Giving way, locking and McMurray's test are independent clinical diagnostic factors for the diagnosis of meniscal tears. MRI has higher accuracy, sensitivity and NPV for the diagnosis of meniscal tears than giving way, locking and McMurray's test. The combination of giving way, locking, McMurray's test and MRI for confirmation is typical for a meniscal lesion diagnosis. Based on these findings, MRI should be used in a standard manner to detect meniscal tears found during arthroscopy.
半月板病变的手术适应证不仅应依据磁共振成像(MRI)检查结果,还应结合详细的病史和全面的临床检查。然而,各种关节内病变可能经常产生类似的症状。那么,哪些症状与半月板撕裂更相关?MRI 是否值得做?
本研究旨在确定具有高预测价值的敏感和特异的临床检查和病史要素,并评估 MRI 联合敏感和特异的临床检查和病史要素对半月板撕裂的联合诊断准确性。

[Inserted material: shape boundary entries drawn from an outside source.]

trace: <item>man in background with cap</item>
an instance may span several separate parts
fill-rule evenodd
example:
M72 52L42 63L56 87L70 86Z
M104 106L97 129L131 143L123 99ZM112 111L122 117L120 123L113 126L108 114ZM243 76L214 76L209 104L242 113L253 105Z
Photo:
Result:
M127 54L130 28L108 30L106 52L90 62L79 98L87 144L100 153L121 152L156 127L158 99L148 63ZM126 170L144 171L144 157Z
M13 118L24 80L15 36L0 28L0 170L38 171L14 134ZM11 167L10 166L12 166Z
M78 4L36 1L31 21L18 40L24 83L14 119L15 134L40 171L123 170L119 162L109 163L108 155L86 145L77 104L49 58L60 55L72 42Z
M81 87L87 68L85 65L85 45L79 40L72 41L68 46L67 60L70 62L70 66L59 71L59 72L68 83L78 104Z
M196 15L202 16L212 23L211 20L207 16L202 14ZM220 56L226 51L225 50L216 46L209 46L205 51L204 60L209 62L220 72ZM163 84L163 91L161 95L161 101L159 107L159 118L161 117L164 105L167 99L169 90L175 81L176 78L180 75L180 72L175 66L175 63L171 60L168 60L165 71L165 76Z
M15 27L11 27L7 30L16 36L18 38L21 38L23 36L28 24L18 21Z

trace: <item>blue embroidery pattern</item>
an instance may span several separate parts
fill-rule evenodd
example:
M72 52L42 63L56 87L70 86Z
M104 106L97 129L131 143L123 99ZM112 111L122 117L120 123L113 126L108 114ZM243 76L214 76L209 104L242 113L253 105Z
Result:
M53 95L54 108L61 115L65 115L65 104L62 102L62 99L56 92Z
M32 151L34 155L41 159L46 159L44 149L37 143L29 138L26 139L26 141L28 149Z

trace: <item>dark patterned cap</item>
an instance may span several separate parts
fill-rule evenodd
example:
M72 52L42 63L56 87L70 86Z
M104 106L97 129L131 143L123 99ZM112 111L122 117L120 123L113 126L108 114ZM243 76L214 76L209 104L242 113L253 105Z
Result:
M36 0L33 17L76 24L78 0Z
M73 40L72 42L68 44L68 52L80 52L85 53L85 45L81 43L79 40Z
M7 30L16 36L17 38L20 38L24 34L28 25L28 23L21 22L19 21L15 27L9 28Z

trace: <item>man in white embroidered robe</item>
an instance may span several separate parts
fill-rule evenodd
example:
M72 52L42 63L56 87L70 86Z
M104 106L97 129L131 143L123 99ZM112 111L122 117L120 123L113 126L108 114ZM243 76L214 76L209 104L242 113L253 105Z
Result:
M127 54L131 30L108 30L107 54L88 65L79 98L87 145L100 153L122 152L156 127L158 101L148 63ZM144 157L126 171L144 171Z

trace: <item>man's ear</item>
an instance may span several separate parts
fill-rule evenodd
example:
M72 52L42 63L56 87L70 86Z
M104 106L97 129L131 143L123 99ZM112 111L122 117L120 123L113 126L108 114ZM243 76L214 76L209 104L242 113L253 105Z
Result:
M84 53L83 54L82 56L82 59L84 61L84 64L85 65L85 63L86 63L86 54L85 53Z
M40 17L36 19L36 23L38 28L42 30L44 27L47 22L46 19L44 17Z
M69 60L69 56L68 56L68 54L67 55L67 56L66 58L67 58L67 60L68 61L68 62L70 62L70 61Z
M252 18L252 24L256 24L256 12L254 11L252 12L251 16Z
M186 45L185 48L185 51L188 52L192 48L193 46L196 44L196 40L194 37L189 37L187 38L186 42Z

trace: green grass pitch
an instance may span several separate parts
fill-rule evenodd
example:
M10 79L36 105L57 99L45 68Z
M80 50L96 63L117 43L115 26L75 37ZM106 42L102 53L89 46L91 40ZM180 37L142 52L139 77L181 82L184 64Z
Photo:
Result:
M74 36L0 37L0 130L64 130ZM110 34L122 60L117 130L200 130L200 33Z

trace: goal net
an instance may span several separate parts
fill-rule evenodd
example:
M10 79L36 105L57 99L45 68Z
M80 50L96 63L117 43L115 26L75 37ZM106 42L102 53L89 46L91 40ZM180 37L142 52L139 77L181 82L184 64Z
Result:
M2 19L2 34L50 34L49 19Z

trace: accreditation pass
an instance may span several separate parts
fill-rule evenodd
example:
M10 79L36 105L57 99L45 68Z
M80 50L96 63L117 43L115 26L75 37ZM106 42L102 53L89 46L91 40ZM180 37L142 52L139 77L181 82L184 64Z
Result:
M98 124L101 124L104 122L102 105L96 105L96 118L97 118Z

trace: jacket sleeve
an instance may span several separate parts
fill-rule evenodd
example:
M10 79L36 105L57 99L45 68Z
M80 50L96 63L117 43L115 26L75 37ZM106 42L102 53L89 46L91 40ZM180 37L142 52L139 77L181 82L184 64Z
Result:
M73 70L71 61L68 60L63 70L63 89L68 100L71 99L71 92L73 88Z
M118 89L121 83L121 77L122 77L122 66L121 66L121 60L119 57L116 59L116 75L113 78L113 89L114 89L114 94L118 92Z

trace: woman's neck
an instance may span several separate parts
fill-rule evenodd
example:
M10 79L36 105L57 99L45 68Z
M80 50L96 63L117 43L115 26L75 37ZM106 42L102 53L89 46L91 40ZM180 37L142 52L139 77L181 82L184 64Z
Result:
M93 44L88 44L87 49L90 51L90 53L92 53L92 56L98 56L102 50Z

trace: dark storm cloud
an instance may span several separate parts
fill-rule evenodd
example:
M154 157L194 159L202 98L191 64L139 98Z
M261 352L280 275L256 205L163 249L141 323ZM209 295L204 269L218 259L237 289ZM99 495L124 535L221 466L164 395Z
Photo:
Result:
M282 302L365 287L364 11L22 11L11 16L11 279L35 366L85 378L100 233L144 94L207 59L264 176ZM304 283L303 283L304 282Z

回顾性收集 2009 年 3 月至 2010 年 4 月间 281 例连续膝关节镜检查和治疗疑似膝关节内病变患者的数据。研究组包括 262 例膝关节。采用卡方检验筛选半月板撕裂的临床诊断中有统计学意义的因素。采用 logistic 回归分析确定与关节镜检查中发现的半月板撕裂相关的因素。计算 MRI 以及具有高预测价值的敏感和特异的临床检查和病史要素对半月板撕裂的诊断价值。
MRI 对半月板撕裂的总体诊断价值为:准确性为 88.8%,敏感度为 95.7%,特异度为 75.8%,阳性预测值(PPV)为 88.2%,阴性预测值(NPV)为 90.4%。膝关节交锁、McMurray 试验和研磨试验是诊断半月板撕裂的独立因素,预测正确百分比为 80.0%(p<0.05)。膝关节交锁、McMurray 试验和 MRI 联合使用可将半月板撕裂的预测正确百分比提高至 91.6%(p<0.05)。对于诊断关节镜检查中发现的半月板撕裂,研磨试验、膝关节交锁和 McMurray 试验的准确性分别为 49.2%、60.9%和 76%,敏感度分别为 43.5%、55.2%和 75.8%,特异度分别为 84%、96%和 76.9%,PPV 分别为 94.4%、98.8%和 95.1%,NPV 分别为 19.4%、25.8%和 35.1%。联合 MRI 后,研磨试验、膝关节交锁和 McMurray 试验的诊断价值为:准确性为 88.3%、89.9%和 89.4%,敏感度为 95.7%、97.4%和 97.4%,特异度为 74.2%、75.8%和 74.2%,PPV 为 87.5%、88.4%和 87.7%,NPV 为 90.2%、94%和 93.9%。
膝关节交锁、研磨试验和 McMurray 试验是诊断半月板撕裂的独立临床诊断因素。MRI 对半月板撕裂的诊断准确性、敏感度和 NPV 均高于研磨试验、膝关节交锁和 McMurray 试验。研磨试验、膝关节交锁、McMurray 试验和 MRI 联合应用对半月板病变的诊断具有典型意义。基于这些发现,MRI 应作为标准方法用于检测关节镜检查中发现的半月板撕裂。